Cinsel kimliği, cinsiyet kimliğini, cinsel yönelimleri, heteroseksüelliği, eşcinselliği, biseksüelliği tane tane, temiz ve doğru bir şekilde aktaran Millî Gazete köşe yazarı, lezbiyen, gey, biseksüel ve transseksüelin de tanımlarını verdikten sonra itiraz ediyor: “Avrupa Konseyi bu kimlikleri legalize ediyor.

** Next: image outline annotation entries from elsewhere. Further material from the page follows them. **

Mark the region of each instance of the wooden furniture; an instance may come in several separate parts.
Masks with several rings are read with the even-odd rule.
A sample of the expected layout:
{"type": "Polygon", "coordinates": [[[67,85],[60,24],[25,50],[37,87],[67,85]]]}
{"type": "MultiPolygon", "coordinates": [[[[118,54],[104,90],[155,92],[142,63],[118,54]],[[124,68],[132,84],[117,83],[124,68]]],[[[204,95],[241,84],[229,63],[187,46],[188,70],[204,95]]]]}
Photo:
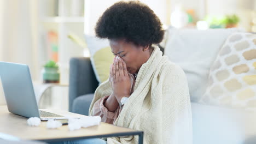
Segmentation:
{"type": "MultiPolygon", "coordinates": [[[[86,117],[61,110],[45,109],[65,116],[86,117]]],[[[72,140],[90,138],[138,135],[139,143],[143,143],[143,132],[101,123],[100,125],[79,130],[69,131],[67,125],[56,129],[48,129],[46,122],[42,122],[38,127],[30,127],[27,118],[10,113],[7,106],[0,106],[0,132],[21,140],[38,140],[44,142],[72,140]]],[[[1,137],[0,137],[1,139],[1,137]]]]}

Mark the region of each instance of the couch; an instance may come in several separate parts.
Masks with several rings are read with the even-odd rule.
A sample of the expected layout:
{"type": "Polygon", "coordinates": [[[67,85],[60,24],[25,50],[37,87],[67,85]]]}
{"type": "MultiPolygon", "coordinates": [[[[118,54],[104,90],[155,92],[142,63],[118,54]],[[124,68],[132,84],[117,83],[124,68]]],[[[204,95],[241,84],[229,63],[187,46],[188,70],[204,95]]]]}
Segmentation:
{"type": "MultiPolygon", "coordinates": [[[[72,58],[70,60],[69,111],[88,115],[94,92],[98,86],[90,59],[72,58]]],[[[194,143],[256,143],[256,115],[252,114],[255,113],[202,104],[193,97],[191,109],[194,143]]]]}

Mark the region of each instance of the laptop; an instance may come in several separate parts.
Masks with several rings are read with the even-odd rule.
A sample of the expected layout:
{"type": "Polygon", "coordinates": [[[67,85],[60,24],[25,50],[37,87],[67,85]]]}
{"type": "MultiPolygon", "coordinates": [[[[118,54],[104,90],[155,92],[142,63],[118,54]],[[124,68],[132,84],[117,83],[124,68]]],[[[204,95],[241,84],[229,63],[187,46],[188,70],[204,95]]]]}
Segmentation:
{"type": "Polygon", "coordinates": [[[28,65],[0,62],[0,79],[10,112],[41,121],[67,118],[38,109],[28,65]]]}

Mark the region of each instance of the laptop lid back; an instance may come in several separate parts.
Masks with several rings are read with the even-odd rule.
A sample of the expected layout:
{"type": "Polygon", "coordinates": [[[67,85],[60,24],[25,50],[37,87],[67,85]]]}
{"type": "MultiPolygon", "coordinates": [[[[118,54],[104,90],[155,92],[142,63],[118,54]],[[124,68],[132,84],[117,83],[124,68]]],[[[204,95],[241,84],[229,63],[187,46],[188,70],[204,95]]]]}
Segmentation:
{"type": "Polygon", "coordinates": [[[28,65],[0,62],[0,79],[9,112],[40,117],[28,65]]]}

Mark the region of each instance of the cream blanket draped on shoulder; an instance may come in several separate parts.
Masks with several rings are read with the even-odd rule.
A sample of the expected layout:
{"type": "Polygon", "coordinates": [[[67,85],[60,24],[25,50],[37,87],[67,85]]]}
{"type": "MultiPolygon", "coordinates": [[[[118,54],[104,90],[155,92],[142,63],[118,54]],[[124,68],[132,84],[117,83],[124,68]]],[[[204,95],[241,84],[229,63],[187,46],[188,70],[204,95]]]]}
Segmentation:
{"type": "MultiPolygon", "coordinates": [[[[191,105],[183,70],[154,47],[139,69],[134,92],[114,125],[144,131],[144,143],[192,143],[191,105]]],[[[106,81],[95,91],[94,103],[112,92],[106,81]]],[[[138,136],[107,139],[107,143],[138,143],[138,136]]]]}

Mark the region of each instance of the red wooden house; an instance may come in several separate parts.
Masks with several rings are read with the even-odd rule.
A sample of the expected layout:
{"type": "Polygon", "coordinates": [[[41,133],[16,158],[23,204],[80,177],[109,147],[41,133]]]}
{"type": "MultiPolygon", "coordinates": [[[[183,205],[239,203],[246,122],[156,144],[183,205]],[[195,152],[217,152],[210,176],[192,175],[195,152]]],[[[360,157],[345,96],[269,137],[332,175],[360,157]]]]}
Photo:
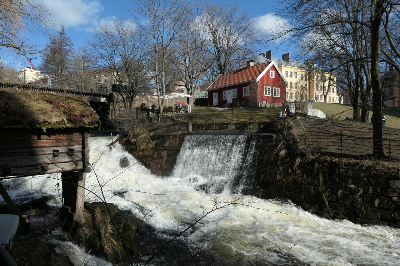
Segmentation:
{"type": "Polygon", "coordinates": [[[287,85],[274,61],[254,65],[250,60],[246,68],[221,75],[210,85],[208,105],[279,106],[286,101],[287,85]]]}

Avrupa Konseyi’nin bu maddeyi açıklayan başka belgelerine bakıldığında bu ‘bireylerin’ eğitim hakkı, örgütlenme hakkı, siyasallaşma hakkı, istihdam hakkı, toplanma ve yürüyüş hakkı vd. hakların olduğunu gösteriyor.”

Millî Gazete, Bahaddin Elçi: “Herkesin Cumhurbaşkanı olun ama İstanbul Sözleşmesi’yle eşcinselliği korumayın!”

Millî Gazete “köşe” yazarı Bahaddin Elçi, “Sayın Cumhurbaşkanımıza İstanbul (ifsad) Sözleşmesi mektubu” başlıklı dizisinin 2 ve 3. bölümlerinde, “Halkı ötekileştirmeyin, tümünü kucaklayın. Nefret dilinden vazgeçin. Ötekilere (?) de adaletle davranın. Halkımızın değerlerini önemseyin. Bir kesimin değil, her kesimin/herkesin Cumhurbaşkanı olun” diyor ve devam ediyor:
“Eşcinsellik haramı korunması gereken bir hak ve özgürlük olarak sayılabilmiş, böylece temel değerlerimizden nesil, aile, ahlak, namus kavramları dinamitlenebilmiştir.” “Zinanın, lutiliğin, eşcinselliğin, LGBT vb. ileride telafisi mümkün olmayacak çapta zararlarla geleceğimizi tehdit eden tüm yasal düzenlemelerin, yeniden gözden geçirilerek bünyemize/değerlerimize uyumlu hale getirilmesini, öncelikle de İstanbul Sözleşmesi’nin feshinin sağlanması suretiyle bir nefes almamıza öncülük etmeniz nerdeyse halkımızın tamamına yakınının ortak dileği ve duasıdır.”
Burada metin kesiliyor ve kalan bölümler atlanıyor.